The early morning sunshine cheered us as we left the walled city of Obidos, where I had celebrated my birthday, and tootled towards the coast in our hire car. Parking on a bluff above the shimmering Lagoa de Obidos, we clattered down some steps to enjoy a milky galao in a ramshackle beachside cafe.

Returning to the car, we noticed something odd. The parcel shelf had been flattened over the rear seat. The glove-compartment hatch lay open. We had been robbed. All our luggage, including my presents, had been plucked out of the car and then whisked away.

At first, we felt completely helpless as we gazed across the empty car park and at the shuttered off-season hotels. Not a soul.

There followed a pointless period of driving frantically around in search of the vile perpetrators.

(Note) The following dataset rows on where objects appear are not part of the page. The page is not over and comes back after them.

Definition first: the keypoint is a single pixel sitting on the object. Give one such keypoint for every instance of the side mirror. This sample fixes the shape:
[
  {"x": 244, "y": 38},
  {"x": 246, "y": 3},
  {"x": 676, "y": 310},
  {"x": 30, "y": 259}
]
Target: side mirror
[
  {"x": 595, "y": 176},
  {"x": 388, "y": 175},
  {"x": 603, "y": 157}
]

Historically, Portugal and Britain had never taken up arms against one another - and now this, I thought as the Vauxhall Novo was thrown round the cafe car park for the fourth time.

When sanity returned, our first stop was the police station at Caldas da Rainha, where a laborious discussion in pidgin Portuguese ensued. This resulted in us taking the bus to Lisbon to visit the British Consulate and the Tourist Police, where an official statement could be made. (We left the car in the police car park at Caldas - Lisbon's traffic was a hurdle we couldn't face.)

That night, equilibrium was restored in a tiny Goan pensao, whose owners' concern restored my bruised faith in the accord between our two great seafaring nations. The next day, still in the same clothes, we were back in Caldas, fresh off the slowest train in the Iberian peninsula.

A police officer with a smattering of English took our statements but doubted we would get anything back. He mentioned that some more considerate thieves posted items they couldn't use, such as passports and air tickets, into a local letter box. Not in this case, though. I asked him whether there was much crime in the area. "Mainly in the tourist season," he replied glumly. "It is mainly to buy drugs." Then he brightened and added: "Anyway, the quality of the heroin at the moment is bad - they'll be dead in six months."

Cheered by this news, we set off to the town's market, where only days before we had smugly observed: "So this is where they buy all their cheap clothes." Minutes later, it was where we bought all our cheap clothes.